Que se me quite la angustia, que se me quite el mirar hasta debajo de las piedras con el fin de encontrar un escondite por si coincidimos.
Que se me quite el insomnio, las taquicardias, las pesadillas de los 20 minutos de mierda en los que consigo conciliar el sueño...
Fumar, y fumar, y fumar y mucho más fumar. Mis pulmones están destrozados. Tengo la garganta al rojo vivo, pidiéndome clemencia, pero es tan súmamente imposible su perdón que incluso se ha acustumbrado al sufrimiento.
Otra vez vuelven las conversaciones en las que me intentan convencer de que tengo un problema de adicción, y para colmo lo admito.
Lo sé, sé que da mucha pena verme tan jóven destrozando cada trago de aire que inhalo, es normal, yo también lo pienso.

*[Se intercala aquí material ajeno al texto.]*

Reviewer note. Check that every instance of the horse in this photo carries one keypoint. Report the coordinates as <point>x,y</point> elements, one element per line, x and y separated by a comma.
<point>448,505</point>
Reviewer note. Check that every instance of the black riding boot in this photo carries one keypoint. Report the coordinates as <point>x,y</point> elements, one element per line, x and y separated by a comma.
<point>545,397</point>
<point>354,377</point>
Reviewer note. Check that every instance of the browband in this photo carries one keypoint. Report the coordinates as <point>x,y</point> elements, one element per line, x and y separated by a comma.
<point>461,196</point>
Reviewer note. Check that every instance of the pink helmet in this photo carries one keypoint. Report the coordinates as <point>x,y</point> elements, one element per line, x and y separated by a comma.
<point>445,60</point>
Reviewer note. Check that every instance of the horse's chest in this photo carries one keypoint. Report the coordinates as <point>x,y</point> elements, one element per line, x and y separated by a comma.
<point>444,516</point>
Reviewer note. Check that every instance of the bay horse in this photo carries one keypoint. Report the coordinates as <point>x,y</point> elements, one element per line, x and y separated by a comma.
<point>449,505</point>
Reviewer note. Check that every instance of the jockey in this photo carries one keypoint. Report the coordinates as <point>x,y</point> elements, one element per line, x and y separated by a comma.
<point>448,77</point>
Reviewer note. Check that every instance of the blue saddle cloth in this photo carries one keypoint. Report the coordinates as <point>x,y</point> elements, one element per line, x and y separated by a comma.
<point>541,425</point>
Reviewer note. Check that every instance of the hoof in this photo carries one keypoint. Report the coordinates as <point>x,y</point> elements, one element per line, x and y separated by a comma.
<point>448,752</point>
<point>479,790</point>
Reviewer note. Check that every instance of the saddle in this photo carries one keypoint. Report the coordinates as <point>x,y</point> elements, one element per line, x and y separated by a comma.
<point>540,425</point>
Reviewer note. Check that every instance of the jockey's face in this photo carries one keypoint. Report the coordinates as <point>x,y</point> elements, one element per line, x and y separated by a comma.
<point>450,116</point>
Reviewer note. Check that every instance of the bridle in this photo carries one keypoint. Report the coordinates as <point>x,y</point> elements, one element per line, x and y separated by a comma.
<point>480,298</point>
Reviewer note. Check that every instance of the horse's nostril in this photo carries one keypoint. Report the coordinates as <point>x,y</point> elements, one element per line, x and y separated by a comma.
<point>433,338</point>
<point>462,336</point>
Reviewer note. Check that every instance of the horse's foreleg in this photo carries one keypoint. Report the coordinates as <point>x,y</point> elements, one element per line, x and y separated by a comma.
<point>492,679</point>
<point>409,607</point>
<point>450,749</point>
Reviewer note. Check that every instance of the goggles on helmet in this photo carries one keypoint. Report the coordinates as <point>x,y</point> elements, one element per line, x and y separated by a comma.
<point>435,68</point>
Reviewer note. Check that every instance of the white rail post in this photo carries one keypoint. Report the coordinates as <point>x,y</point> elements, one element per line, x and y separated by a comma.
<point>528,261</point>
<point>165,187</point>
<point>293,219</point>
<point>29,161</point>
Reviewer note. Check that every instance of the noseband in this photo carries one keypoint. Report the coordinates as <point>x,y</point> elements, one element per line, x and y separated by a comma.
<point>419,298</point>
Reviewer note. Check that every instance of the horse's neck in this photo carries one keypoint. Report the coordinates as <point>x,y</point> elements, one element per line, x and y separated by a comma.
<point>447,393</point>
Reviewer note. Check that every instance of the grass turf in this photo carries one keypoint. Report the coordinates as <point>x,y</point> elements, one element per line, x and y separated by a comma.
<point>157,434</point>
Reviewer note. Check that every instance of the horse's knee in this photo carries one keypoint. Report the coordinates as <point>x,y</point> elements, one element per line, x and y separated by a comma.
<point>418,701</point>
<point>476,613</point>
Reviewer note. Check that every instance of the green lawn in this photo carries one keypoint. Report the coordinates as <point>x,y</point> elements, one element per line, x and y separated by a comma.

Pero a la vez tengo esperanza de que cada calada me de serenidad, que me relaje, que me inhiba de pensamientos, que me quite ese temblor que tengo en las manos y ese sudor frío que me da cada noche cuando intento "dormir".
Que me ayude a volver a ser el tío que era antes, y no el saco de huesos y mierda en el que me he convertido
Que me ayude a cicatrizar la cantidad de heridas que me ha provocado tanto sufrimiento, aunque para ello sea necesario que me parta el pecho.